The following list contains additional information and comments about the project.
Thu Jan 19 09:01:35 CST 2012: Added reduced error pruning.
Sun Jan 15 19:32:15 CST 2012: Assignment opened.
This page describes the first assignment for the course COMP-4360 Machine Learning.
The assignment covers chapters 1 to 3 in Tom Mitchell's book Machine Learning. It focuses on issues in the learning of simple concepts using decision tree induction, ID3, validation, and reduced error pruning.
The City of Winnipeg makes census data for several years freely available on their website http://winnipeg.ca/census/2006/Selected%20Topics/default.asp#data. The data includes the census data for 1996, 2001, and 2006. The data is available in the form of xls spreadsheets that can be opened via Excel or similar programs such as LibreOffice.

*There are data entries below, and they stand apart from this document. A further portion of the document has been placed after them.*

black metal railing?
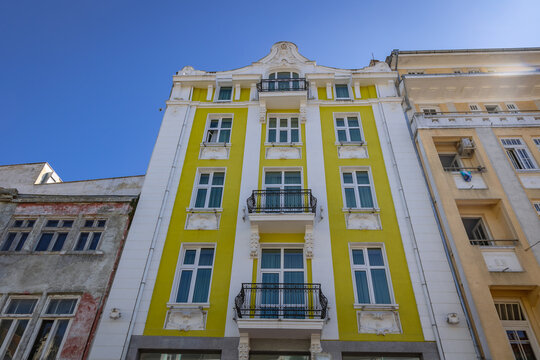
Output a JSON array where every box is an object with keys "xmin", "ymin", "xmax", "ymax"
[
  {"xmin": 470, "ymin": 239, "xmax": 519, "ymax": 246},
  {"xmin": 247, "ymin": 189, "xmax": 317, "ymax": 214},
  {"xmin": 443, "ymin": 166, "xmax": 486, "ymax": 173},
  {"xmin": 235, "ymin": 283, "xmax": 327, "ymax": 319},
  {"xmin": 257, "ymin": 78, "xmax": 308, "ymax": 92}
]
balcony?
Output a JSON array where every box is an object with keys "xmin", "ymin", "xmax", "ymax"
[
  {"xmin": 246, "ymin": 189, "xmax": 316, "ymax": 233},
  {"xmin": 412, "ymin": 111, "xmax": 540, "ymax": 131},
  {"xmin": 257, "ymin": 78, "xmax": 308, "ymax": 109},
  {"xmin": 234, "ymin": 283, "xmax": 327, "ymax": 338}
]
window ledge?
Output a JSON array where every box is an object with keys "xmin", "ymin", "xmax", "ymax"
[
  {"xmin": 264, "ymin": 142, "xmax": 303, "ymax": 147},
  {"xmin": 167, "ymin": 302, "xmax": 210, "ymax": 309},
  {"xmin": 342, "ymin": 207, "xmax": 380, "ymax": 213},
  {"xmin": 354, "ymin": 304, "xmax": 399, "ymax": 311},
  {"xmin": 200, "ymin": 142, "xmax": 231, "ymax": 148},
  {"xmin": 186, "ymin": 208, "xmax": 223, "ymax": 213},
  {"xmin": 335, "ymin": 141, "xmax": 366, "ymax": 146},
  {"xmin": 0, "ymin": 250, "xmax": 104, "ymax": 255},
  {"xmin": 336, "ymin": 98, "xmax": 352, "ymax": 101},
  {"xmin": 516, "ymin": 169, "xmax": 540, "ymax": 173},
  {"xmin": 214, "ymin": 100, "xmax": 232, "ymax": 103}
]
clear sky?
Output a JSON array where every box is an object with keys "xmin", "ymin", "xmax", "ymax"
[{"xmin": 1, "ymin": 0, "xmax": 539, "ymax": 181}]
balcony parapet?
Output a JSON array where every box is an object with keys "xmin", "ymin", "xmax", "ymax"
[
  {"xmin": 257, "ymin": 78, "xmax": 308, "ymax": 109},
  {"xmin": 412, "ymin": 111, "xmax": 540, "ymax": 131}
]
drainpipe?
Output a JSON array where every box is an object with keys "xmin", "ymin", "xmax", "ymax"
[
  {"xmin": 397, "ymin": 76, "xmax": 485, "ymax": 359},
  {"xmin": 120, "ymin": 94, "xmax": 193, "ymax": 359}
]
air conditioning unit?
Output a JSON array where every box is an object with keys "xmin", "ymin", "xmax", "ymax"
[{"xmin": 458, "ymin": 138, "xmax": 475, "ymax": 158}]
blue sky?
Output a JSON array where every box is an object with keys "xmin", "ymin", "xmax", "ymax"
[{"xmin": 1, "ymin": 0, "xmax": 539, "ymax": 181}]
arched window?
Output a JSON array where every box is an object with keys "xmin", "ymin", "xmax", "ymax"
[{"xmin": 267, "ymin": 71, "xmax": 300, "ymax": 91}]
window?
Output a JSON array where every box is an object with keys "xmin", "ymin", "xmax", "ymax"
[
  {"xmin": 422, "ymin": 108, "xmax": 438, "ymax": 115},
  {"xmin": 461, "ymin": 218, "xmax": 491, "ymax": 246},
  {"xmin": 533, "ymin": 202, "xmax": 540, "ymax": 216},
  {"xmin": 506, "ymin": 103, "xmax": 519, "ymax": 113},
  {"xmin": 204, "ymin": 116, "xmax": 232, "ymax": 144},
  {"xmin": 192, "ymin": 171, "xmax": 225, "ymax": 209},
  {"xmin": 34, "ymin": 219, "xmax": 73, "ymax": 252},
  {"xmin": 533, "ymin": 138, "xmax": 540, "ymax": 151},
  {"xmin": 217, "ymin": 86, "xmax": 232, "ymax": 101},
  {"xmin": 267, "ymin": 116, "xmax": 300, "ymax": 143},
  {"xmin": 0, "ymin": 297, "xmax": 38, "ymax": 359},
  {"xmin": 335, "ymin": 115, "xmax": 363, "ymax": 143},
  {"xmin": 485, "ymin": 104, "xmax": 500, "ymax": 113},
  {"xmin": 350, "ymin": 247, "xmax": 392, "ymax": 304},
  {"xmin": 407, "ymin": 70, "xmax": 424, "ymax": 75},
  {"xmin": 173, "ymin": 247, "xmax": 215, "ymax": 303},
  {"xmin": 267, "ymin": 71, "xmax": 300, "ymax": 91},
  {"xmin": 260, "ymin": 248, "xmax": 305, "ymax": 318},
  {"xmin": 453, "ymin": 69, "xmax": 463, "ymax": 74},
  {"xmin": 335, "ymin": 84, "xmax": 350, "ymax": 99},
  {"xmin": 264, "ymin": 170, "xmax": 302, "ymax": 210},
  {"xmin": 341, "ymin": 170, "xmax": 376, "ymax": 209},
  {"xmin": 501, "ymin": 138, "xmax": 538, "ymax": 170},
  {"xmin": 27, "ymin": 297, "xmax": 78, "ymax": 360},
  {"xmin": 439, "ymin": 153, "xmax": 462, "ymax": 171},
  {"xmin": 74, "ymin": 219, "xmax": 106, "ymax": 251},
  {"xmin": 469, "ymin": 104, "xmax": 480, "ymax": 112},
  {"xmin": 1, "ymin": 218, "xmax": 35, "ymax": 251},
  {"xmin": 469, "ymin": 69, "xmax": 481, "ymax": 74},
  {"xmin": 495, "ymin": 302, "xmax": 540, "ymax": 360}
]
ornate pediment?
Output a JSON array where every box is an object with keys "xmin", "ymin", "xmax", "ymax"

The data includes information about the make-up of the population, their mobility, the cost of housing, income, etc.
The data is ordered by ward: Agassiz, Airport, ...
The goal of this assignment is to compare various methods for learning a classfier to predict the income of a population.
As in most machine learning applications, this data needs to be pre-processed so that it can be converted into attribute-value representation.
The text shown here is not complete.